The dust has settled. Europe have convincingly won the Ryder Cup by 7 clear points. Here’s our take on the weekend's events.
Le Golf National, as a golf course, was an authentic test of ‘European’ golf with accurate play and strong course management being rewarded. Hit it in the deep rough off the tee and you were struggling to make the green in regulation. Hit it on the fairway and you could find a birdie on nearly every hole. Golf as it should be. Thomas Bjorn, as is his right, set up the course to suit the array of ball strikers at his disposal and got rewarded for it. The Americans never got the hang of it and this was their biggest downfall.
Firstly I think it’s worth saying that despite everything that happened, Furyk was a true gentleman for the whole weekend. Handling himself with class, he was a credit to his nation and should be applauded for that. However, I worry for him. His picks didn’t perform (Woods, Mickelson and DeChambeau all failed to get on the scoreboard) and his pairings didn’t work. Expect an American inquest into what went wrong, with Furyk getting an unfair proportion of the blame when, ultimately, his big players did not perform when it counted.
Bjorn got everything right. His captain’s picks delivered. Even the contentious selection of Garcia was inspired, taking three points from four matches to become the all-time highest points scorer in Ryder Cup history. As previously mentioned, the course set up was perfect for his team and Bjorn learnt from the lessons of the first morning, to get his pairings spot on. Fleetwood and Molinari became the first European partnership to win four matches in a single Ryder Cup. Outstanding performance.

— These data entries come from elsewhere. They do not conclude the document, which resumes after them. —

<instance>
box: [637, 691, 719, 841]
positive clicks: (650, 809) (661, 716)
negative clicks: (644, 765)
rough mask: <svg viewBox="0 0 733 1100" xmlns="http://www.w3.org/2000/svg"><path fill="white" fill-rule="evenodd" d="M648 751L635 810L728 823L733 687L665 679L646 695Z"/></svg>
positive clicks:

The big players didn’t perform. The Captain’s picks didn’t perform. The great Tiger Woods looked a shadow of the man that had just won the FedEx Cup finale. They didn’t show the same level of passion and cohesion as their European counterparts and the cracks are already becoming public. ‘Captain America’ Patrick Reed has already gone on the offensive, criticising both Furyk and Speith despite his own lacklustre performance.
They were everything the Americans weren’t. They had no weak link, everyone contributed and they had fun out on the course. Every two years, all twelve players walk into the dressing room without their ego’s and combine to get the best out of each other. It’s Europe’s greatest strength and the reason why they have made the Ryder Cup their own. Long may it continue.